Empregando o seu estilo sem pressa de contar uma história, Villeneuve vai nos ambientando aos poucos aos cenários, aos personagens e aos conflitos do mundo de Duna. Os belos visuais constatam a tremenda qualidade técnica do diretor, mas ele se destaca ainda mais por conseguir tornar a trama de Duna acessível até para quem nunca teve contato com o material original.

O filme foca bastante na questão do escolhido, aquela pessoa que tem uma missão decisiva que pode mudar o futuro de todos ao seu redor. Paul Atreides é essa pessoa. Desde cedo ele foi preparado para algo muito maior do que ele e o tempo de assumir esse papel chegou.

Temos aqui um mundo que é explorado pelos poderosos que buscam uma substância chamada especiaria.

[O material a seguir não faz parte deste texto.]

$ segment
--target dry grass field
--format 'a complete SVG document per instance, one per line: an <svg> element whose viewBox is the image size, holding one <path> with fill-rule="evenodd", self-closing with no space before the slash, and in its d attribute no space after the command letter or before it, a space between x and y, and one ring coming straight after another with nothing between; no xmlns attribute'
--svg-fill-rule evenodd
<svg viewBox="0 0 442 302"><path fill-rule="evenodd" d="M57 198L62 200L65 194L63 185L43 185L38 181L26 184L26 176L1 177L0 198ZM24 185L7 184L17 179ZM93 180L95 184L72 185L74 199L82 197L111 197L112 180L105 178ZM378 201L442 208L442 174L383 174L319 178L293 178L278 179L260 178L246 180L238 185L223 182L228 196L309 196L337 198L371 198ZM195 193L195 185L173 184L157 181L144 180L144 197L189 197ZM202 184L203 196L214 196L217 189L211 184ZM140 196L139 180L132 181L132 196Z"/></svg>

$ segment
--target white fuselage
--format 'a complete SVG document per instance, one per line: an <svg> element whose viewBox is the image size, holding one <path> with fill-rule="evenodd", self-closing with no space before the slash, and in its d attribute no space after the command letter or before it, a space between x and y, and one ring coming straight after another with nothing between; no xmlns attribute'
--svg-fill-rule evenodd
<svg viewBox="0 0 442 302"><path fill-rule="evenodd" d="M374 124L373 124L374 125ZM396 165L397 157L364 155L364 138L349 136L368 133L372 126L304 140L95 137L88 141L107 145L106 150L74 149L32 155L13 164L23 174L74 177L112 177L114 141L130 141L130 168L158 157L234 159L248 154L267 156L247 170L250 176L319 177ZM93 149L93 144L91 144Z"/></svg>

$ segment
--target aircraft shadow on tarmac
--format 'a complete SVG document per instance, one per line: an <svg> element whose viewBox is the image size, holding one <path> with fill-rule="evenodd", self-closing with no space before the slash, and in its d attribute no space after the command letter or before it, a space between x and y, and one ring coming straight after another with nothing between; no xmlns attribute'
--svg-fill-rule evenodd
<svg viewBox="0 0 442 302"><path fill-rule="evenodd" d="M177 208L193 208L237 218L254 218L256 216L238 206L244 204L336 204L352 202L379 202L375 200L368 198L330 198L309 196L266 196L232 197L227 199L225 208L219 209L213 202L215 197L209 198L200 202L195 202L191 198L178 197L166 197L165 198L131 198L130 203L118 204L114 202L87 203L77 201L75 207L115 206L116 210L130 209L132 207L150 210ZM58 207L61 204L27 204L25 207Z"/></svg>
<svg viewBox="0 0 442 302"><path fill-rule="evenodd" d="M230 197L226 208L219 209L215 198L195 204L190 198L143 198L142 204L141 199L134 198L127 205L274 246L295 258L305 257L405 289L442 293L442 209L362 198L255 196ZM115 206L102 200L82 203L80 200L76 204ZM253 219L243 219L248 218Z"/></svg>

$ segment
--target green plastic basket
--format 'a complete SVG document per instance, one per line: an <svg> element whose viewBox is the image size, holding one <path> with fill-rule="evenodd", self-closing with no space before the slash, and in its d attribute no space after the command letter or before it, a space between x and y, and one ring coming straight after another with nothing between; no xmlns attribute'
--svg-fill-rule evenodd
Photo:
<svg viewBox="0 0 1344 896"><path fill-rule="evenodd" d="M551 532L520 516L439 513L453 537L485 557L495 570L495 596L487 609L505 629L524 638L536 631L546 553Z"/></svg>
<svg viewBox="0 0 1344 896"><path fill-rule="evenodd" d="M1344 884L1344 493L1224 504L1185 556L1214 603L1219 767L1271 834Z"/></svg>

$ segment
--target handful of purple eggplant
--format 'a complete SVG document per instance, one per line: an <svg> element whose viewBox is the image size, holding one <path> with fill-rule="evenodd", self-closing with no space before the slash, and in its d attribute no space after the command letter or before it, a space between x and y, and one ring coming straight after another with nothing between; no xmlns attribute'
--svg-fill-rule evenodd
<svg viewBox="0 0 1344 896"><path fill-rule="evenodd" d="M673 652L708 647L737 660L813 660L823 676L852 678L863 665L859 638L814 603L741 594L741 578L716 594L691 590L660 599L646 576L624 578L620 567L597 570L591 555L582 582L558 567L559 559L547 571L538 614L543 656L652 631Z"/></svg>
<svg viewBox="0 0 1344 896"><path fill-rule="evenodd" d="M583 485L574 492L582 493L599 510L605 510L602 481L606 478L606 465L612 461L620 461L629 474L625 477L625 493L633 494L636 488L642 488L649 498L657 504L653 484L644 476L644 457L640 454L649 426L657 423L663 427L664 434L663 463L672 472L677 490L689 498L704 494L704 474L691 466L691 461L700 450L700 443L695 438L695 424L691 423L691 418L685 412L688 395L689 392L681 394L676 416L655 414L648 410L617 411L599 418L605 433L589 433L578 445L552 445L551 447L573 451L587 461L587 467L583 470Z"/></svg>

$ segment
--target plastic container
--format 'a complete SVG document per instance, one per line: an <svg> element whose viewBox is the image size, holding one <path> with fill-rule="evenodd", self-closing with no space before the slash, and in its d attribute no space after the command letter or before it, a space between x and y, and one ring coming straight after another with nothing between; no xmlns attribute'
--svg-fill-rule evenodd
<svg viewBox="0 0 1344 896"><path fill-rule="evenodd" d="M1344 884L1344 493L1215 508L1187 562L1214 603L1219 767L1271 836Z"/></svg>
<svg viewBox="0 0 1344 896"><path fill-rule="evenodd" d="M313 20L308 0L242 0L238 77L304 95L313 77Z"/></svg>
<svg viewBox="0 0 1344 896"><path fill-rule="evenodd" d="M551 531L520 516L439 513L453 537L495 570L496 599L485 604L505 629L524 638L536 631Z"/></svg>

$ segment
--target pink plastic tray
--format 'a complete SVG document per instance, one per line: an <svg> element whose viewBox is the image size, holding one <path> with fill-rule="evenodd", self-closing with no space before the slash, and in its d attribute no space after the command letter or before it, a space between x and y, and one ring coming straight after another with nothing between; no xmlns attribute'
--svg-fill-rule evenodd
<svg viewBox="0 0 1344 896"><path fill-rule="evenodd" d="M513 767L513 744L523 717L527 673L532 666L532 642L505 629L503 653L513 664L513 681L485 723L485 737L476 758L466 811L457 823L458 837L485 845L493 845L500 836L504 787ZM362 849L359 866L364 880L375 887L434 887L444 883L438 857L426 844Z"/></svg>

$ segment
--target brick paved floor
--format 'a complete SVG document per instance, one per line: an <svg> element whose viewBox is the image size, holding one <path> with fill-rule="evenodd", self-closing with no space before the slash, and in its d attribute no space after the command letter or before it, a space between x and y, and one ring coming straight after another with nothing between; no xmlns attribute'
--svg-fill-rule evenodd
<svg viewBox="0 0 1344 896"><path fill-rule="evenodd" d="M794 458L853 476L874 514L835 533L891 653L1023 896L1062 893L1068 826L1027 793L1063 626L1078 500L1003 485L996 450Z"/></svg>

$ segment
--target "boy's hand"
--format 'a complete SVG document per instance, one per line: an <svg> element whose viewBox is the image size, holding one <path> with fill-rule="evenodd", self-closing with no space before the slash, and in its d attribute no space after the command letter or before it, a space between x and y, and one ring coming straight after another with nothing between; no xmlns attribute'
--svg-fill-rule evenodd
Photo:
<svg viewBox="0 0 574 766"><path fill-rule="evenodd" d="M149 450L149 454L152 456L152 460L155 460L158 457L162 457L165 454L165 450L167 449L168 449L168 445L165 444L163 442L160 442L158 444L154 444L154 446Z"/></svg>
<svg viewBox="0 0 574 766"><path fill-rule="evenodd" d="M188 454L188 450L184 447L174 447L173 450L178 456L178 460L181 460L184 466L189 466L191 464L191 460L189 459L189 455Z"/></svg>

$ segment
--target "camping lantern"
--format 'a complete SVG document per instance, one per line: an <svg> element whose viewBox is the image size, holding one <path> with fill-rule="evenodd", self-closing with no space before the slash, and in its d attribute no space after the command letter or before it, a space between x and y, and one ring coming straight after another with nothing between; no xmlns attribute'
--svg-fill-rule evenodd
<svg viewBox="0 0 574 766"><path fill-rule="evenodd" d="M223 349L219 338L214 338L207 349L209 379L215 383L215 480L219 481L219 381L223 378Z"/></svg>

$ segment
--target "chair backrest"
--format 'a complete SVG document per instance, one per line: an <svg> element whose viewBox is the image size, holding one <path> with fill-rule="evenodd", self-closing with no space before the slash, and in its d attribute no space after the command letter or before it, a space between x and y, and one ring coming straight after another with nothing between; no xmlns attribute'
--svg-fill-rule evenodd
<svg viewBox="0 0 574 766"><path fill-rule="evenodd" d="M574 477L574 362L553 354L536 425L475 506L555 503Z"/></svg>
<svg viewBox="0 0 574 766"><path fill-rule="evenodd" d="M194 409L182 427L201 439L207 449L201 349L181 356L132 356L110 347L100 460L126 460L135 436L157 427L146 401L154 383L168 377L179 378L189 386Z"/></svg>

Essa substância é a mais valiosa do universo e permite a viagem espacial.

Tal como um imperialismo futurístico, um planeta absorve a riqueza do outro mais fraco sem se importar muito com as consequências que podem recair sobre esse povo.

Mas existe uma resistência em Arrakis, esse lugar fascinante, inóspito, ofensivamente quente e que possui em suas profundezas um verme dantesco capaz de rapidamente engolir qualquer ameaça.

A primeira parte de Duna estabelece esse universo com maestria, nos permitindo nos aclimatar em relação aos termos específicos, ao jogo político (que é abordado até que superficialmente) e aos personagens principais.

Pena que as coisas acabam abruptamente. Duna parte 1 não é uma experiência que se basta, portanto teria sido um crime se a parte 2 não fosse confirmada. Agora é só aguardar a conclusão desse começo promissor.